Digital Signatures in ChatterBox
All messages (including images & commands) sent in ChatterBox are digitally signed using ECDSA, very similar to Ethereum transactions.
Digital signatures are automatically added to messages, it is impossible to send a message in ChatterBox that is not digitally signed.
Digital Signatures Vastly Improve Security
The signed data includes the sender, recipient, message payload, time it was sent, and any other metadata (location, etc) that is part of the message or header.
The addition of a signature to every message makes it impossible for other devices to alter the message or change any of the metadata (location, expiry, etc).
Whether in a private mesh cluster or open / secure channel, any device is easily able to validate the signature of any message, even asymmetrically encrypted messages. This means if a fake or altered message arrives, all devices that receive it will know to ignore it, and the fake message will die immediately.
Private Mesh Cluster
Within a private cluster, all messages are signed using the sender’s private key. Since all on-cluster devices have (or can get) this sender’s public key, the signature is easily verified at every hop.
Even though devices assisting in deliver can’t decrypt a direct message between other devices, they can validate the signature.
Signed Delivery Confirmations
In a private cluster, as soon as a device receives and validates a DM intended for it, the recipient device will create a delivery confirmation message, sign it, and send it to the original sender. The sender will display a checkmark, indicating it has received signed proof that the message was delivered all the way to the end recipient.

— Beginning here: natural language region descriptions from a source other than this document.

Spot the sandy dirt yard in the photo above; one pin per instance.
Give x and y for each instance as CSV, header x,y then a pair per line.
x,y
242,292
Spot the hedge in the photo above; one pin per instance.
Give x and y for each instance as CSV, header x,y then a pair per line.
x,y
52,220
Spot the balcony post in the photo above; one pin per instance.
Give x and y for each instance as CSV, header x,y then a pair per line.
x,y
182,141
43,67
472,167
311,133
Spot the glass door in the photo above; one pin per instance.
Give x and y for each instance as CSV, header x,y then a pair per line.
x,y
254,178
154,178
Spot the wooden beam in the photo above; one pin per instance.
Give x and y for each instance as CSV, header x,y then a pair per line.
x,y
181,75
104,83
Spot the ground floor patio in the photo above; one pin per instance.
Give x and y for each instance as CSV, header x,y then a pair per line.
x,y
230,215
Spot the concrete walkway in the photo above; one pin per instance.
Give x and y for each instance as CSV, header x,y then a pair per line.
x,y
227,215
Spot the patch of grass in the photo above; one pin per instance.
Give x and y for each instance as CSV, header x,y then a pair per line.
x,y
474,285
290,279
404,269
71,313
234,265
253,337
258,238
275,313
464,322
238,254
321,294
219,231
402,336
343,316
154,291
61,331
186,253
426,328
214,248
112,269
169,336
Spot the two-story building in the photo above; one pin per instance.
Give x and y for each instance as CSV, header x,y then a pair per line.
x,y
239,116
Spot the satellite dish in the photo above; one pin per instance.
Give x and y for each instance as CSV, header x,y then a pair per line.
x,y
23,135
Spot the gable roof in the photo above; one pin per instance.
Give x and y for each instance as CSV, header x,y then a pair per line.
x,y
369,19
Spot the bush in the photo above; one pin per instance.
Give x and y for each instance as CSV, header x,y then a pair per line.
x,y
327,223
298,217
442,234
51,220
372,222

A green checkmark means the message was delivered directly with no meshing. A blue checkmark means the message traveled at least two hops on its way to the recipient.
Open Channels
Despite the word “open”, channels employ unpredictable frequency hopping, encryption, and digital signatures. They are only open in the sense that there’s no constant pinging going on, there’s no limit to the number of devices in a channel, and anyone who knows the series of 4 passwords can join the channel, rather than having to be onboarded be a root device.
Within an open (unlimited) channel, all broadcasts are signed and encrypted using the channel’s secret keys (there are 4 distinct secret/symmetric keys). This means any device in the channel is able to verify the signature.
In an open channel, all messages are signed using part of a combination of these 4 secret/symmetric keys.
Any device in the channel can easily validate the signature automatically, and will do so before considering it valid, and before forwarding the message along if it chooses to do so.